Joe Louis is regarded as one of the greatest heavyweights of all time, he fought 69 fights, winning 66 of them and losing 3 with a KO percentage of 75%. His record of 140 consecutive months as the world heavyweight champion included 26 championship fights, a record second only to Julio Cesar Chaves with 27.
Joseph Louis Barrow was born on May 13th 1914 in Alabama to parents Munn and Lillie Barrow, both the grandchildren of slaves. He was the seventh of eight children and was a very shy and quiet child who suffered from limited education eventually developing a stammer. Financially poor the family had to do whatever they could to get by with the children sleeping 3 or 4 to a bed. To make matters worse his father was committed to an insane asylum when Joe was just 2 years old. Lillie Barrow remarried, to widower Patrick Brooks and not long after the family migrated north to Detroit.

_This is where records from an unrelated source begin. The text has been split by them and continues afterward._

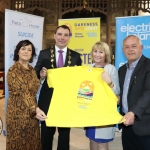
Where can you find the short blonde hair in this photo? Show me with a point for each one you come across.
(140, 42)
(104, 47)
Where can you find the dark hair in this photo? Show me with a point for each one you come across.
(62, 26)
(19, 45)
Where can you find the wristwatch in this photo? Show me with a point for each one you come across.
(109, 84)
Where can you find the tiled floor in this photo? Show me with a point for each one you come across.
(78, 141)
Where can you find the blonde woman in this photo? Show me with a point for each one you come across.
(100, 54)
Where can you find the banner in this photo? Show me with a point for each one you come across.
(20, 26)
(85, 101)
(136, 25)
(85, 33)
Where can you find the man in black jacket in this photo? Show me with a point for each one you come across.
(134, 78)
(49, 59)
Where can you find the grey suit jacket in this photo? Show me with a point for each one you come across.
(138, 95)
(45, 60)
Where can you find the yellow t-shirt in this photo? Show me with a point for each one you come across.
(80, 98)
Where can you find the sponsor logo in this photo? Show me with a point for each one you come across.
(79, 35)
(86, 24)
(25, 23)
(26, 34)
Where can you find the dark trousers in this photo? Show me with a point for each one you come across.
(47, 134)
(131, 141)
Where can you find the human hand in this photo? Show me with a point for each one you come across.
(40, 115)
(106, 77)
(129, 119)
(43, 73)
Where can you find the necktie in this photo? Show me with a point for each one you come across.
(60, 59)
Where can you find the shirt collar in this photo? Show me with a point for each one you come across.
(64, 49)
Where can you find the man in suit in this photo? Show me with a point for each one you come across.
(134, 78)
(49, 59)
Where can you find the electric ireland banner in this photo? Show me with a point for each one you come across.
(135, 25)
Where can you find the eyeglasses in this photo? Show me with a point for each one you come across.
(130, 47)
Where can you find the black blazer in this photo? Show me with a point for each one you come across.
(138, 95)
(45, 60)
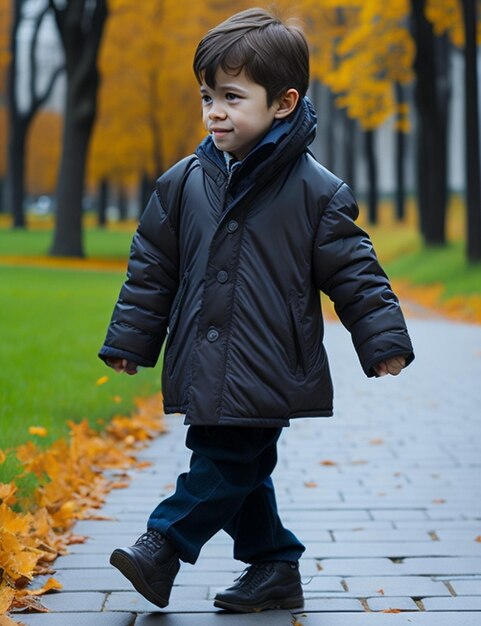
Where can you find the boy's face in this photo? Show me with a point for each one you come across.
(236, 113)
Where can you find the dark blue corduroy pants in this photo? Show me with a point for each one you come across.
(228, 486)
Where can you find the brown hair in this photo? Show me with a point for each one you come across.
(273, 54)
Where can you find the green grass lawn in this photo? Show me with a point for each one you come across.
(52, 323)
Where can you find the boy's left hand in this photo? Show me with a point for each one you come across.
(391, 366)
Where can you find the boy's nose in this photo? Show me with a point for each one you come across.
(216, 113)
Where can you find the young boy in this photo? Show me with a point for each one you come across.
(229, 258)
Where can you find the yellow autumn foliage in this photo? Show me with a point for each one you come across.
(72, 485)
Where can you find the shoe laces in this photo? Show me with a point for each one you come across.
(254, 575)
(152, 540)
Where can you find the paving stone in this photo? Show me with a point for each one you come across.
(466, 587)
(398, 514)
(381, 604)
(67, 602)
(441, 566)
(77, 619)
(182, 602)
(380, 535)
(392, 550)
(382, 619)
(267, 618)
(330, 605)
(83, 561)
(92, 580)
(357, 567)
(109, 527)
(414, 586)
(460, 603)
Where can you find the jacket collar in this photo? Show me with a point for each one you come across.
(285, 140)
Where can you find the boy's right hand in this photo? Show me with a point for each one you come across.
(122, 365)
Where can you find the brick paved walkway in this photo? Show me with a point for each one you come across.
(386, 496)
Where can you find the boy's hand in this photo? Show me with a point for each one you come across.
(122, 365)
(391, 366)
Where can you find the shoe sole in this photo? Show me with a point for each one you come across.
(129, 569)
(290, 603)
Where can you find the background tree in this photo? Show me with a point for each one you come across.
(431, 108)
(80, 24)
(473, 165)
(366, 76)
(458, 21)
(21, 114)
(5, 18)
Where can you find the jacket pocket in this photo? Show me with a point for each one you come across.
(299, 364)
(174, 323)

After Louis began hanging out with a local gang, Lillie sought to keep her son out of trouble by having him take violin lessons. However, Louis had also been introduced to boxing by a friend; he began using the violin money to train at Brewster Recreation Center and fighting under the name "Joe Louis," reportedly so his mother wouldn't find out. He was a raw talent but obviously had immense power and eventually during a respectable amateur career winning 50 out of 54 contests his skills were developed and he became a complete fighter.
Joe Louis really came into his own when he entered the professional game. He quickly rose through the ranks knocking over opponent after opponent proving that he carried extraordinary power in his fists. His first loss came on June 19, 1936 to former heavyweight champion Max Schmeling of Germany. Schmeling was hailed as an example of Aryan supremacy by Adolph Hitler, when the rematch came around 2 years later on June 22, 1938 there was a lot of tension and expectation around the fight. Louis obliterated his opponent in the first round forever endearing himself to the American public.
The Bronze Bomber went on to reign as heavyweight champion for 11 years and eight months, retiring on March 1, 1949. He made a briefly lived comeback mainly for financial reasons fighting Rocky Marciano on October 26, 1951 and was knocked out in the eighth round.